In the 2004-2005 winter the Flitzer was taken down to be refurbished. They also changed the theme of the ride from space themed to surf themed. The ride was also moved when the RC-48 was removed from the pier. The Doo Wopper and the Flitzer was put in place of the RC-48.

Other Flitzer coasters
Among several other installations of the Flitzer roller coaster, two existed at Playland's Castaway Cove in Ocean City and Jenkinson's Boardwalk in Point Pleasant Beach.
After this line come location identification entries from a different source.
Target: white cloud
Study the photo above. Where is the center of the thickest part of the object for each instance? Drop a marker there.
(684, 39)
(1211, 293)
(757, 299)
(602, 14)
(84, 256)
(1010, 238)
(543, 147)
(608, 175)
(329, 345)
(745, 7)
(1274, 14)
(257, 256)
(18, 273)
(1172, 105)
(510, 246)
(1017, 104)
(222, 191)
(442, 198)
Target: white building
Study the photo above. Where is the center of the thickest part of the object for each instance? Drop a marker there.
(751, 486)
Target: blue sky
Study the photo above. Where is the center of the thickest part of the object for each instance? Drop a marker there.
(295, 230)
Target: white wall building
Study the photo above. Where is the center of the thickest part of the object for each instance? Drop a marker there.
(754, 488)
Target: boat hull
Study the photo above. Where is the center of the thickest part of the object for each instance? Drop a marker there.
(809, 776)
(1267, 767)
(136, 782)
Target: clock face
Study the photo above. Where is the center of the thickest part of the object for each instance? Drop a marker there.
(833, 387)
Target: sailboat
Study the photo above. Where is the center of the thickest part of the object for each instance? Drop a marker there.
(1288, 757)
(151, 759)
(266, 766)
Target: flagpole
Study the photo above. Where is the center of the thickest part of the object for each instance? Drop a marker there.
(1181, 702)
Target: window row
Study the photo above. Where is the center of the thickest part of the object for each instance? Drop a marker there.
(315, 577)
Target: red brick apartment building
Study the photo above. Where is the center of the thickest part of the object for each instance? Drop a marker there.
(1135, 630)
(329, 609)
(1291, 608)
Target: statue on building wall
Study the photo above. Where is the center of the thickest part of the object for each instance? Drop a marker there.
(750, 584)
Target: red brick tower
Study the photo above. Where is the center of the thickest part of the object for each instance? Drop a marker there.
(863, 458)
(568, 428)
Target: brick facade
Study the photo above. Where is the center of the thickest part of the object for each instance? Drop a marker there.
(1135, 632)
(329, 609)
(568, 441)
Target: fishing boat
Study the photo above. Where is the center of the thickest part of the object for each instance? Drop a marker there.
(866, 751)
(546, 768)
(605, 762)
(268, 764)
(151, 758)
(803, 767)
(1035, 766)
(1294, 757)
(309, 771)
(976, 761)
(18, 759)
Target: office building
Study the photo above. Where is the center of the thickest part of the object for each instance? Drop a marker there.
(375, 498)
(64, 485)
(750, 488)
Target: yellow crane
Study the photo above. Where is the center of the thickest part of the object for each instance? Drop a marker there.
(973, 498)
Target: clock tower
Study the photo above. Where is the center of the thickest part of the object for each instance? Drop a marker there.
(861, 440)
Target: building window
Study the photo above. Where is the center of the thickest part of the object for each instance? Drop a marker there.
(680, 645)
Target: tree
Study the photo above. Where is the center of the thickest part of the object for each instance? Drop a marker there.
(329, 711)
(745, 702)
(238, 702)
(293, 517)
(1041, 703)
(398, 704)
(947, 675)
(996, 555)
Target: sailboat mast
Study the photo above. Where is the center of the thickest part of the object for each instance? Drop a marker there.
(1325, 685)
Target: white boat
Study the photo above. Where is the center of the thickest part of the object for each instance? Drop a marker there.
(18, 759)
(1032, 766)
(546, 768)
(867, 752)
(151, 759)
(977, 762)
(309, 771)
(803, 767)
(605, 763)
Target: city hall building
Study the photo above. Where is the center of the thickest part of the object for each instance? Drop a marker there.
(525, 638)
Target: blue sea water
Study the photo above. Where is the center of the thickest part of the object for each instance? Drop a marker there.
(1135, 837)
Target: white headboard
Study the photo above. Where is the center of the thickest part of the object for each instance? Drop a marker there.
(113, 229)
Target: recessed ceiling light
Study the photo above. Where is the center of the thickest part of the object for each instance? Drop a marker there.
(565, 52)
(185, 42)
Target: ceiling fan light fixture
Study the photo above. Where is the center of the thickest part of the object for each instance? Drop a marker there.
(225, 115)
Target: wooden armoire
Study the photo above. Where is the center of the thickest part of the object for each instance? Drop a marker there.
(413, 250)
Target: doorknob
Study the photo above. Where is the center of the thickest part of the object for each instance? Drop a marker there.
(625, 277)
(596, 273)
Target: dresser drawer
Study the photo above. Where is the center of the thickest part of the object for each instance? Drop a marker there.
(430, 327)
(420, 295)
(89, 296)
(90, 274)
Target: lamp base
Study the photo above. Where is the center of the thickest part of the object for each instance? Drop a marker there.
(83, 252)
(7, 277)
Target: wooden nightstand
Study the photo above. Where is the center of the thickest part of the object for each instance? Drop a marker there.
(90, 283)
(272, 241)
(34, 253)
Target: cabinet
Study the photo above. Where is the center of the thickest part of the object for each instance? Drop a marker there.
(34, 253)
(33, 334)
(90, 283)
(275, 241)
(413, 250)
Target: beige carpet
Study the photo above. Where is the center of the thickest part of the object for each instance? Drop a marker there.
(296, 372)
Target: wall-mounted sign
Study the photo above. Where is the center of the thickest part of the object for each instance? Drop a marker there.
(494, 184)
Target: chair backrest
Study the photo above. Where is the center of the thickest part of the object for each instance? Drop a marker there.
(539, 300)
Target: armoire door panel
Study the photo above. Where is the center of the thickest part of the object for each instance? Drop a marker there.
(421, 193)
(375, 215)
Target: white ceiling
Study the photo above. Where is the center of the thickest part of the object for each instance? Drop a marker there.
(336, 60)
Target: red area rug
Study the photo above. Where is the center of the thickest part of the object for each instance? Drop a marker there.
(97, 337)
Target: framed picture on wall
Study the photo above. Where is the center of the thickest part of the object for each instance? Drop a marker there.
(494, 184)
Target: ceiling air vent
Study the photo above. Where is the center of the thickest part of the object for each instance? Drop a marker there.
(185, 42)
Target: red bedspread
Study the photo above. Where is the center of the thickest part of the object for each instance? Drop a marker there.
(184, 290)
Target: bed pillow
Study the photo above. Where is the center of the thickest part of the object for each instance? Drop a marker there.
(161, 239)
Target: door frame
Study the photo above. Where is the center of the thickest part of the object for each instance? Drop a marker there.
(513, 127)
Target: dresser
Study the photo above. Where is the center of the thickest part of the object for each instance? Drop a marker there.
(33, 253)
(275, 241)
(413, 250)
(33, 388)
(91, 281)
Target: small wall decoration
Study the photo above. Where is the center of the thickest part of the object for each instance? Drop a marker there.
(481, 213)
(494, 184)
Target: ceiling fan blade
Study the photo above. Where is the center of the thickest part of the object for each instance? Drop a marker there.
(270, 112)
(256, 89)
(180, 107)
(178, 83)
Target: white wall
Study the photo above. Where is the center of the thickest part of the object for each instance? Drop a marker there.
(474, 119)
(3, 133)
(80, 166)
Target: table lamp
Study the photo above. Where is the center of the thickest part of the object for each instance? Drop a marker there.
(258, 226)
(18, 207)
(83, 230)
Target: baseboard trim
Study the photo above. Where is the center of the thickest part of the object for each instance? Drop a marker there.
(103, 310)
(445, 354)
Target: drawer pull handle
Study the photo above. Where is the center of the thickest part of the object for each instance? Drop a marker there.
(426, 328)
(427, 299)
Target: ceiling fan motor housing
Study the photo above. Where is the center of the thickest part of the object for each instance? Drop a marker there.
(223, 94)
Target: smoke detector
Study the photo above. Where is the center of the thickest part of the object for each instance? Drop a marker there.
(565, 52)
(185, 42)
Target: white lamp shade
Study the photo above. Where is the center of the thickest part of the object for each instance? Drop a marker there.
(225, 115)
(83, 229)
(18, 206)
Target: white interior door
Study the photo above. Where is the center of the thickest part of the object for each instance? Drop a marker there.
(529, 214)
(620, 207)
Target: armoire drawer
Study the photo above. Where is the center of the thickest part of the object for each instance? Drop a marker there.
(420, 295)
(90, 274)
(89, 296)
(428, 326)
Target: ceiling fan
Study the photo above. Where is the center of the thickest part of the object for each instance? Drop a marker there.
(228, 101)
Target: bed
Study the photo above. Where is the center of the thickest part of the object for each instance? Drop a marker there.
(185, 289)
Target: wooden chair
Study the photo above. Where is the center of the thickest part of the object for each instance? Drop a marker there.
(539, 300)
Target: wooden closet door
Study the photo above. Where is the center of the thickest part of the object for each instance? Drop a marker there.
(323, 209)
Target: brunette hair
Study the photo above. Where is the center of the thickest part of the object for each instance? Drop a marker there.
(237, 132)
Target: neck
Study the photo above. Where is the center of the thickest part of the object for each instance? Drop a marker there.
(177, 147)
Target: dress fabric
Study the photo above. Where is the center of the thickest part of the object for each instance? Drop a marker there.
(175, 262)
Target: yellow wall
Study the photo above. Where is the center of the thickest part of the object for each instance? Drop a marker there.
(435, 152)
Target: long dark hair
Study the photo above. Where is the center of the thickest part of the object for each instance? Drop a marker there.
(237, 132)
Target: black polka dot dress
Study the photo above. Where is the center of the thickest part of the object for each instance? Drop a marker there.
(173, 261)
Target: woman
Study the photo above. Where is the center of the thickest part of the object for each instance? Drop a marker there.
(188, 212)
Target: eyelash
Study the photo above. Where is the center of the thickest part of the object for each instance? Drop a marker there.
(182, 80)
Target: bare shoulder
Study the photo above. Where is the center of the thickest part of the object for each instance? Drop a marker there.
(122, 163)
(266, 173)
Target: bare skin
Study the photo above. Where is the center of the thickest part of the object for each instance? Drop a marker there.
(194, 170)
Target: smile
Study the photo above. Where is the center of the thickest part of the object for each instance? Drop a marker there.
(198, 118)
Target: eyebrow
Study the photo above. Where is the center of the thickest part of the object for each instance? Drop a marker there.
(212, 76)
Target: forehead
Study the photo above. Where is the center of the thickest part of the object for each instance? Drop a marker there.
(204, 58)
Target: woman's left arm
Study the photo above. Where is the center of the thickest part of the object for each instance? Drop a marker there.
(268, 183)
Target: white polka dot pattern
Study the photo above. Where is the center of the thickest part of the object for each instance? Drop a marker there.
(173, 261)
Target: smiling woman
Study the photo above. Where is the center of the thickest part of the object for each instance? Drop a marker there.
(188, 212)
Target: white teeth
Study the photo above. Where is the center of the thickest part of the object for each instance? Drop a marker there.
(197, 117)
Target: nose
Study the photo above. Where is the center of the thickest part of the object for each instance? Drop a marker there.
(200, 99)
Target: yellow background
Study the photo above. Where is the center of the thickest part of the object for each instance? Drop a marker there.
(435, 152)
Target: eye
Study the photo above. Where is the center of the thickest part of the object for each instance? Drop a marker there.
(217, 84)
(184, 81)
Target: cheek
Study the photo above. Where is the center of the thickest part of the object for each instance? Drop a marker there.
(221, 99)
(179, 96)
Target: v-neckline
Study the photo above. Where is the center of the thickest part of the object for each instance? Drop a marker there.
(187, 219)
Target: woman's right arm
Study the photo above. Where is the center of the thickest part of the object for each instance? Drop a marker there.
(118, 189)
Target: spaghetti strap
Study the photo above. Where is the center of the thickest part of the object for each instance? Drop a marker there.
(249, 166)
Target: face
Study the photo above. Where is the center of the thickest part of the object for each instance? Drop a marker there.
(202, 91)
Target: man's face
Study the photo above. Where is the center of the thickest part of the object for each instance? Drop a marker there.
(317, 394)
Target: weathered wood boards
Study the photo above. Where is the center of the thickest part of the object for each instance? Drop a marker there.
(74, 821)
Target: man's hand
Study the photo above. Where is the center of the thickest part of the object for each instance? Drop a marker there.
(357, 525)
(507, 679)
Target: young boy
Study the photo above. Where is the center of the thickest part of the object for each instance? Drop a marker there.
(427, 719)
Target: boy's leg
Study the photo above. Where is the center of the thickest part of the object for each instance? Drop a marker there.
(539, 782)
Playland's Flitzer was initially sold to Deggeller Attractions but was later scrapped, and Jenkinson's Flitzer has been relocated to Jolly Roger Amusement Park in Ocean City, Maryland under the name Barracuda. As of 2021, the only other permanent Flitzer model left in operation (in addition to Barracuda) worldwide is Speed Track at Rand Show in Johannesburg, South Africa. Other surviving Flitzer models also operate in traveling fairs, including Racing and Indy Racer Coaster (Reithoffer Shows).